A priori, a cultura do racismo é uma das principais causas para a persistência do racismo em solo brasileiro, de acordo com o site Wikipedia, o Brasil é formado pela cultura afro-brasileira, que liga manifestações culturais trazidas de influências africanas, dadas na época da escravidão. Entretanto, uma grande parte da população do país nega valores que ligam o território africano com o brasileiro, como a culinária, musica, religião e até o vocabulário. Isso tudo, aumenta o fato de que os indivíduos ligados intimamente a algum tipo dessas expressões culturais tornam-se julgados e oprimidos.

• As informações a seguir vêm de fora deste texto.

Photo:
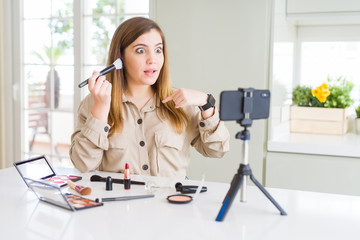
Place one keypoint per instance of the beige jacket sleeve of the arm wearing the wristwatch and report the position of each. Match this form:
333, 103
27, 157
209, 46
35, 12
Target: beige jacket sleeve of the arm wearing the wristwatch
212, 137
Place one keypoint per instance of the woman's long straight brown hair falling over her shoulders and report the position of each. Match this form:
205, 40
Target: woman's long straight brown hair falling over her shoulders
124, 35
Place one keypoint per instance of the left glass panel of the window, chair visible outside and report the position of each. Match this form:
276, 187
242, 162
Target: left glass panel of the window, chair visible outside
48, 77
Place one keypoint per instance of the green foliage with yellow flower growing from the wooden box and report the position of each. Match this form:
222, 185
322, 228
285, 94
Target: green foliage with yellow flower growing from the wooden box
339, 97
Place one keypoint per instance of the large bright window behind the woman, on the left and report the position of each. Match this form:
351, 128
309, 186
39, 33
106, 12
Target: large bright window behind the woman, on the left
52, 63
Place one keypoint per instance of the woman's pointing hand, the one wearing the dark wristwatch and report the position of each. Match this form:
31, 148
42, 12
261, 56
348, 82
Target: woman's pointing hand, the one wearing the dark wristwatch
185, 97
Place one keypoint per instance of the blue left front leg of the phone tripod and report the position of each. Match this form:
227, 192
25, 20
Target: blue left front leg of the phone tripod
229, 198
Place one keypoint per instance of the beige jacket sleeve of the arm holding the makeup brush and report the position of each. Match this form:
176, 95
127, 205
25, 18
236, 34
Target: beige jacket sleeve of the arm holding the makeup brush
89, 139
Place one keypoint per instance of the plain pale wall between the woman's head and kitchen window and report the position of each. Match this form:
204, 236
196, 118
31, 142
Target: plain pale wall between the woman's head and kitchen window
219, 45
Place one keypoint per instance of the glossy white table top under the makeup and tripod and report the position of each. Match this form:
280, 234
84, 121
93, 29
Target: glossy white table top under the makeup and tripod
310, 215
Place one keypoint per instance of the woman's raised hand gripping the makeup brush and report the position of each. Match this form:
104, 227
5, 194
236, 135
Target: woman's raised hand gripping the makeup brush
100, 89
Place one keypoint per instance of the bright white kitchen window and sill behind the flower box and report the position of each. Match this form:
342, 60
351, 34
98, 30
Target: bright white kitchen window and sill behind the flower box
307, 52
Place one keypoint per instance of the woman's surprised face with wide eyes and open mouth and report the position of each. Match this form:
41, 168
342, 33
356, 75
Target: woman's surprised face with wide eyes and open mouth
144, 59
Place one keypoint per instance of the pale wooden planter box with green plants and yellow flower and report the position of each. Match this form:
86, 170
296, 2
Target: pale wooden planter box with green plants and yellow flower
321, 110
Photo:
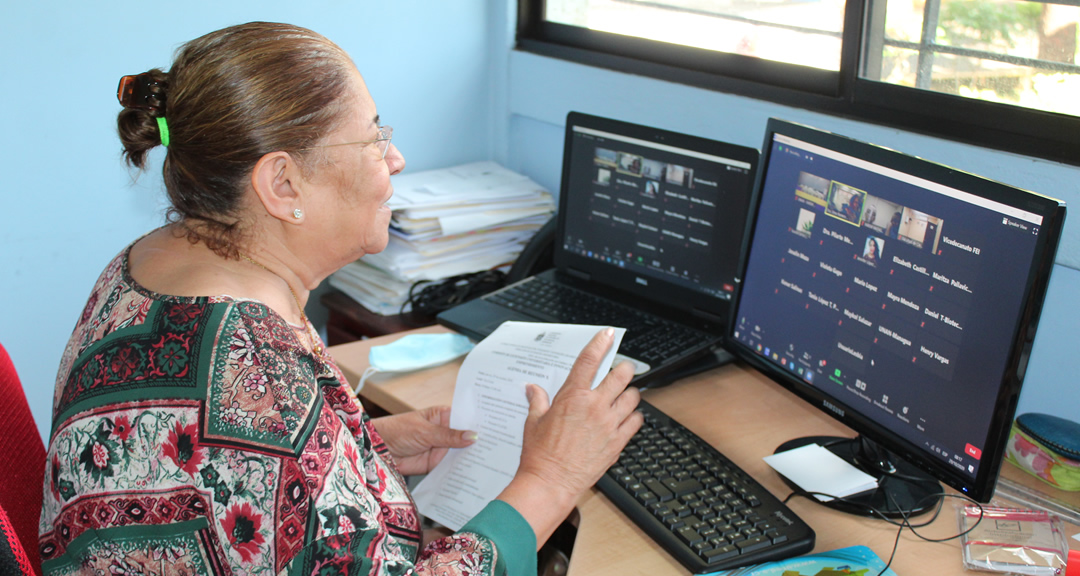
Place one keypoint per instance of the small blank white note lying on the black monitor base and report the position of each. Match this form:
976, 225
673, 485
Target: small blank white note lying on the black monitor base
816, 470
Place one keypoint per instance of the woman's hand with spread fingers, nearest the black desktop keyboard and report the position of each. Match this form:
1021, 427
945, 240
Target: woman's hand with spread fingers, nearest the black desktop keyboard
572, 441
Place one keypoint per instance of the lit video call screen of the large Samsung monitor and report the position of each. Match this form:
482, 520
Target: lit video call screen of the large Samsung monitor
895, 296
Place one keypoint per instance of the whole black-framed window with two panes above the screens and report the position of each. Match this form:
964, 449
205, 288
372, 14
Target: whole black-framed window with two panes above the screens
993, 73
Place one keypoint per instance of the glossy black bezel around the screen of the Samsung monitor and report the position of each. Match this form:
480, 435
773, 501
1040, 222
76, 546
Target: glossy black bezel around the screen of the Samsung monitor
1008, 392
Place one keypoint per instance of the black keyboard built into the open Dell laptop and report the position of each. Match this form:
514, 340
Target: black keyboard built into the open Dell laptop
649, 339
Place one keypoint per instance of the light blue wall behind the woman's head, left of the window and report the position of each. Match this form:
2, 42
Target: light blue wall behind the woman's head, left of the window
72, 205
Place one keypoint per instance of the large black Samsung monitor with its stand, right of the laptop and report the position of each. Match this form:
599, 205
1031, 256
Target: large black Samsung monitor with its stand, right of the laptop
900, 297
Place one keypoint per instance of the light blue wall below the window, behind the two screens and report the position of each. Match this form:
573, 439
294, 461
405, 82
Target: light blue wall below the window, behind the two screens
542, 91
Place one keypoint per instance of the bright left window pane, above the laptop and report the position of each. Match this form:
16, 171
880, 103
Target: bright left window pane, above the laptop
807, 33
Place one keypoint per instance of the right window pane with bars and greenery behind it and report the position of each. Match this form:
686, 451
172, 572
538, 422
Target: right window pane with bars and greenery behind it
1006, 51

Ademais, o racismo estrutural é outro fator aditivo para a persistência do racismo, uma vez que ele está incrustado na sociedade em gestos, falas, piadas, substantivos, e em ações em geral. Um grande exemplo é o exposto pelo site UOL, afirmando que apenas 8,1% da população brasileira se autodeclara preto. Além disso, o racismo estrutural também engloba o fato de que muitas pessoas não aprovam as religiões de cunho africana e ainda a desrespeitam e a discriminam.
Destarte, mediante a problemática da persistência do racismo em solo brasileiro, é possível perceber que medidas devem ser tomadas. Dessa forma, cabe ao Ministério dos Direitos Humanos, investigar e punir severamente os praticantes do racismo, por meio de segurança e leis especializadas, a fim de mitigar os efeitos dele na sociedade. Desse modo, as pessoas pretas não sofreram com desrespeito e discriminação, tendo seus direitos de participar da sociedade em todos seus atributos sem medo e julgamentos. Com isso, influenciadoras como Fatou e Natalie, não precisaram se indignar e explicar oque é o racismo e suas vertentes.